The majority of fertilized eggs can make it to Day 3… the embryo is coasting, so to speak, following the instructions inherited by the sperm and egg. It’s beyond day 3 that the embryo has to erase these instructions and start off fresh and turn on its own genes which then direct development to the day 5-7 stage (the blastocyst stage). The blastocyst stage allows for the embryo to be safely biopsied for genetic testing. It also allows for distinction between embryos that aren’t healthy enough to keep growing versus those that make it and therefore inherently have better reproductive potential.

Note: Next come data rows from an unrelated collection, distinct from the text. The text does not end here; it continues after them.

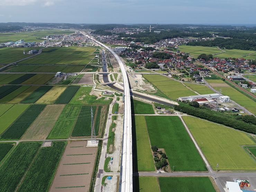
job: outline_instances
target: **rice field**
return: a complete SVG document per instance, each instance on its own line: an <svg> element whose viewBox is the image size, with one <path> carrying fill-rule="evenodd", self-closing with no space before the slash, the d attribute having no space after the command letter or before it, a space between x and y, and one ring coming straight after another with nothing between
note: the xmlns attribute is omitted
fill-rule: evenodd
<svg viewBox="0 0 256 192"><path fill-rule="evenodd" d="M65 105L48 105L32 124L21 139L45 139Z"/></svg>
<svg viewBox="0 0 256 192"><path fill-rule="evenodd" d="M80 88L80 86L68 86L55 101L54 103L68 103Z"/></svg>
<svg viewBox="0 0 256 192"><path fill-rule="evenodd" d="M222 49L222 50L220 50L216 47L180 45L179 46L179 47L181 52L189 53L191 56L195 58L197 58L199 55L203 53L207 55L210 54L214 55L214 57L221 58L230 57L240 58L243 57L243 56L244 55L253 53L255 52L254 51L236 49ZM223 51L225 52L221 53ZM246 56L245 58L249 58L249 57L252 58L253 57L252 55L247 57L247 58Z"/></svg>
<svg viewBox="0 0 256 192"><path fill-rule="evenodd" d="M180 82L168 77L161 75L144 74L143 76L157 89L173 100L176 100L181 97L196 94Z"/></svg>
<svg viewBox="0 0 256 192"><path fill-rule="evenodd" d="M55 123L47 139L67 139L75 125L81 106L67 105Z"/></svg>
<svg viewBox="0 0 256 192"><path fill-rule="evenodd" d="M54 74L36 74L21 84L23 85L43 85L53 77L54 75Z"/></svg>
<svg viewBox="0 0 256 192"><path fill-rule="evenodd" d="M3 33L0 34L0 40ZM27 52L31 48L3 47L0 49L0 64L9 64L33 55L23 54L23 50Z"/></svg>
<svg viewBox="0 0 256 192"><path fill-rule="evenodd" d="M45 85L40 86L20 102L22 103L34 103L43 95L53 86Z"/></svg>
<svg viewBox="0 0 256 192"><path fill-rule="evenodd" d="M17 191L49 190L66 145L65 142L53 141L52 147L40 148Z"/></svg>
<svg viewBox="0 0 256 192"><path fill-rule="evenodd" d="M255 145L245 133L189 116L182 118L213 169L256 170L256 163L242 145Z"/></svg>
<svg viewBox="0 0 256 192"><path fill-rule="evenodd" d="M42 39L40 38L46 35L68 35L72 33L74 33L74 32L72 31L57 29L44 29L31 32L2 33L0 34L0 43L16 41L21 39L24 39L25 42L40 42L42 41ZM24 48L22 47L21 48ZM31 50L31 48L30 48L29 50Z"/></svg>
<svg viewBox="0 0 256 192"><path fill-rule="evenodd" d="M178 117L146 116L145 118L151 146L164 148L174 171L207 171Z"/></svg>
<svg viewBox="0 0 256 192"><path fill-rule="evenodd" d="M186 86L189 88L193 90L198 93L199 94L203 95L204 94L211 94L215 93L215 92L211 90L206 85L193 84L192 83L184 83Z"/></svg>
<svg viewBox="0 0 256 192"><path fill-rule="evenodd" d="M39 65L12 65L4 69L3 72L33 73L75 73L81 71L84 66ZM96 67L97 68L97 67Z"/></svg>
<svg viewBox="0 0 256 192"><path fill-rule="evenodd" d="M24 142L18 145L0 167L0 191L15 191L41 144L39 142Z"/></svg>
<svg viewBox="0 0 256 192"><path fill-rule="evenodd" d="M135 136L134 169L138 171L155 171L153 155L144 116L135 116L132 129L134 137Z"/></svg>
<svg viewBox="0 0 256 192"><path fill-rule="evenodd" d="M19 62L19 64L83 65L88 64L95 55L93 47L47 47L41 54Z"/></svg>
<svg viewBox="0 0 256 192"><path fill-rule="evenodd" d="M23 85L19 87L11 93L0 99L0 103L6 103L8 102L23 92L26 91L30 86L30 85Z"/></svg>
<svg viewBox="0 0 256 192"><path fill-rule="evenodd" d="M0 74L0 84L8 84L24 75L20 74Z"/></svg>

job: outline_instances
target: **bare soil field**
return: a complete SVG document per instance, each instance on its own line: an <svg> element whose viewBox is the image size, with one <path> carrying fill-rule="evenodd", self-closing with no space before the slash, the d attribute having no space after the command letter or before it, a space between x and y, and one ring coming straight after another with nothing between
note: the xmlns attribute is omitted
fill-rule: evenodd
<svg viewBox="0 0 256 192"><path fill-rule="evenodd" d="M88 191L97 147L86 147L86 141L68 143L50 191Z"/></svg>
<svg viewBox="0 0 256 192"><path fill-rule="evenodd" d="M142 75L129 74L128 77L133 89L149 92L156 91L152 85L147 83L144 81L145 79L142 76Z"/></svg>
<svg viewBox="0 0 256 192"><path fill-rule="evenodd" d="M46 139L65 106L64 104L46 106L21 139Z"/></svg>
<svg viewBox="0 0 256 192"><path fill-rule="evenodd" d="M92 74L84 74L80 81L78 82L78 84L89 84L91 85L94 84L92 81Z"/></svg>
<svg viewBox="0 0 256 192"><path fill-rule="evenodd" d="M37 103L52 103L67 87L54 86L36 102Z"/></svg>
<svg viewBox="0 0 256 192"><path fill-rule="evenodd" d="M111 64L113 66L113 67L114 70L114 72L118 72L120 69L120 66L119 66L119 64L117 62L117 61L115 58L114 56L112 54L110 54L109 58L110 60L110 62L111 62Z"/></svg>
<svg viewBox="0 0 256 192"><path fill-rule="evenodd" d="M209 83L211 86L213 87L229 87L228 84L226 83Z"/></svg>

If one conceived from an ovulated egg, the fertilized egg growing into a day 3 embryo while still in the fallopian tube… it is only when it becomes a day 4-5 embryo that is arrives at the uterine cavity and then it further develops into a blastocyst and hatches from its shell and implants. So it is more synchronous with the uterine cavity environment and what normally happens on its own, to put back a day 5-7 embryo during transfer versus an earlier stage day 3 embryo.

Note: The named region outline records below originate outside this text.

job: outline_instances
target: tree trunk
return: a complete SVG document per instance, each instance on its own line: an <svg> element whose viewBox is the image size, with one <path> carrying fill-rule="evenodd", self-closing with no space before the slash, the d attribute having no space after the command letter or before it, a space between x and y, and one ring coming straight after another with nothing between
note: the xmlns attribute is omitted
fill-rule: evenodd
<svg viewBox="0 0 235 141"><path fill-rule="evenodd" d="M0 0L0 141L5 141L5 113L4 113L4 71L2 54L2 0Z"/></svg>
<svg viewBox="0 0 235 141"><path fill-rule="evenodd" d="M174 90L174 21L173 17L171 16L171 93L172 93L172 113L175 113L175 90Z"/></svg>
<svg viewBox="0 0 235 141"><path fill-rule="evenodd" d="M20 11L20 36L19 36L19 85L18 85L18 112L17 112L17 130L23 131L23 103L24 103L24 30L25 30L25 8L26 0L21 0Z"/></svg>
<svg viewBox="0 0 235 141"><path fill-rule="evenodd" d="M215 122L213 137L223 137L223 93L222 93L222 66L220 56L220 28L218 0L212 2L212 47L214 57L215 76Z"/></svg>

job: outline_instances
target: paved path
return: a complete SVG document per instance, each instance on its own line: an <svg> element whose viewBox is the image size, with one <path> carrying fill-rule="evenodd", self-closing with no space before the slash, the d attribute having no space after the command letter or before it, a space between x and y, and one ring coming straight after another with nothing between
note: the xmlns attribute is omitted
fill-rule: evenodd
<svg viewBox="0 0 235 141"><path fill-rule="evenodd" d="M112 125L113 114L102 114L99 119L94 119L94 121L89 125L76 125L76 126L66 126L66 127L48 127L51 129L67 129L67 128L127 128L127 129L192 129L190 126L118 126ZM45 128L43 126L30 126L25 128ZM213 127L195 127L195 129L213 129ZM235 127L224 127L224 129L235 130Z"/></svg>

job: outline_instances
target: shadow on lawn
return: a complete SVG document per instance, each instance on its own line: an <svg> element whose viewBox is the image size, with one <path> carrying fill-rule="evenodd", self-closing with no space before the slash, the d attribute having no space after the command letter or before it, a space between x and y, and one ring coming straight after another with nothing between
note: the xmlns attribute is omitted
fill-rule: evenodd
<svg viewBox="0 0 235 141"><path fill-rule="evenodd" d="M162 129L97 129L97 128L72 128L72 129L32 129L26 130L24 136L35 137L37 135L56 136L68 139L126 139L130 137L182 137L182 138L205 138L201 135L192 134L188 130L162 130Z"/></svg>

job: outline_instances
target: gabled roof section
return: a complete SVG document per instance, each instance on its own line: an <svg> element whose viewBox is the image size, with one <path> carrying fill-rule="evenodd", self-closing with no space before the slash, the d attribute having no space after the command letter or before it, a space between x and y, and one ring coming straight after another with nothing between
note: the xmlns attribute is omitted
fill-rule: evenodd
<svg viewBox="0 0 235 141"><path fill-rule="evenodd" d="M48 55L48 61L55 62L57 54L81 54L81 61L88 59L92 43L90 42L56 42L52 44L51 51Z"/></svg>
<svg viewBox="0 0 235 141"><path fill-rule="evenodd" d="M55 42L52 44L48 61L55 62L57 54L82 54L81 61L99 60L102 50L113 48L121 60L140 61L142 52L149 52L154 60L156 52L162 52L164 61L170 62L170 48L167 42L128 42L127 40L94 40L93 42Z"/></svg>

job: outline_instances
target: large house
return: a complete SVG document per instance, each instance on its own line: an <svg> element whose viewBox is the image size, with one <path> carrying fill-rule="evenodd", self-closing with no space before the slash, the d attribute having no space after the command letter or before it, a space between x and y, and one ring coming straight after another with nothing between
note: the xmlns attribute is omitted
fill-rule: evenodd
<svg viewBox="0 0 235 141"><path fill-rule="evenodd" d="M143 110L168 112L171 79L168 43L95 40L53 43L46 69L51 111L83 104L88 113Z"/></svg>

Only ~60% of day 3 embryos turn into day 5-7 embryos - and this depends on mainly egg/embryo quality (but also the lab environment - some are more confident at growing embryos out to day 5 than others). If day 3 transfer is done, this is why multiple embryos are always transferred to make up for the fact that their pre transfer probability of being able to continue growing is lower than a blastocyst embryo. Therefore, there is also higher rate of twin/multiple pregnancy.
For this reason, #blastocyst transfers have become the standard in our field over the past decade.